Внезапно все разом смолкают, и на какое–то мгновение устанавливается тишина. Из темноты появляется вооруженный отряд моряков под командованием Аникета и разгоняет толпу.
В это время Агриппина находилась в спальне, скупо освещенной светильником, в котором, потрескивая, догорало масло. Ей прислуживала одна – единственная рабыня. Вся во власти мрачных предчувствий, императрица задавала себе один и тот же вопрос: «Почему до сих пор не вернулся Агерм?» С каждой минутой шум за окнами возрастал, а вместе с ним и ее тревога. Вдруг движение на улице прекратилось. В наступившей тишине послышались властные окрики и кем–то отдаваемые команды. Это были голоса моряков, разгонявших толпу, и Аникета, распорядившегося окружить виллу вооруженной стражей. Затем его люди взломали двери и, опрокидывая с ног бросившихся им навстречу слуг, устремились внутрь дома.

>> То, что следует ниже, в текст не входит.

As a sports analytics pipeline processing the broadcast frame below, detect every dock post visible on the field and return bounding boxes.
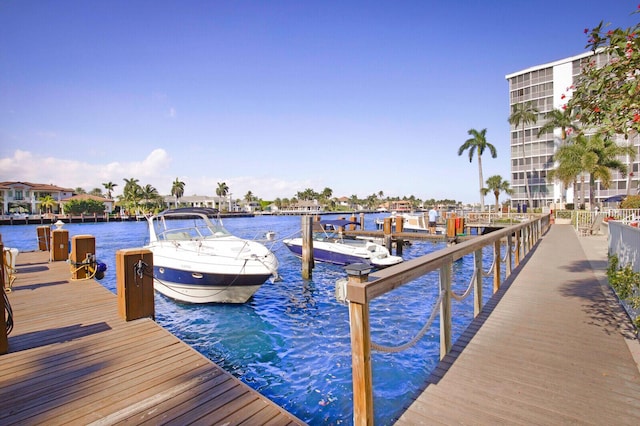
[51,229,69,262]
[345,263,373,426]
[69,235,96,280]
[302,216,314,280]
[396,216,404,256]
[382,217,392,252]
[0,240,9,355]
[493,240,502,294]
[473,249,483,318]
[349,213,356,231]
[116,249,155,321]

Напуганная поднявшимся шумом, находившаяся рядом с императрицей служанка сочла за лучшее бежать и поспешно направилась к выходу.
– И ты меня покидаешь, – с грустью промолвила ей вслед Агриппина.
В опустевшем доме становится совсем тихо. Но вскоре раздаются чьи–то быстрые шаги. Беззащитная, всеми покинутая женщина слышит, как кто–то стремительно приближается к ее спальне. Дверь резко распахивается, и входят три человека. Это Аникет с сопровождающими его командиром корабля триерархом Геркулеем и флотским центурионом Обаритом. Их вид не сулит ничего хорошего.
В отчаянной попытке спасти себе жизнь Агриппина бросается им навстречу.
– Если вы явились по поручению моего сына – проведать меня, можете его успокоить: я чувствую себя хорошо.
В ответ на ее слова – ледяное молчание.
– Если же вы пришли убить меня, остерегитесь делать это! Мой сын не может быть вашим соучастником и матереубийцей.
Но Агриппину никто не слушает. Убийцы обступают ее с трех сторон, и триерарх наносит ей удар палкой по голове. Агриппина падает, но сознания не теряет. Из ее рта вытекает тоненькая струйка крови. Увидев, что центурион замахивается мечом, императрица обнажает живот,
– Сюда! Бей сюда! Поражай чрево, зачавшее Нерона!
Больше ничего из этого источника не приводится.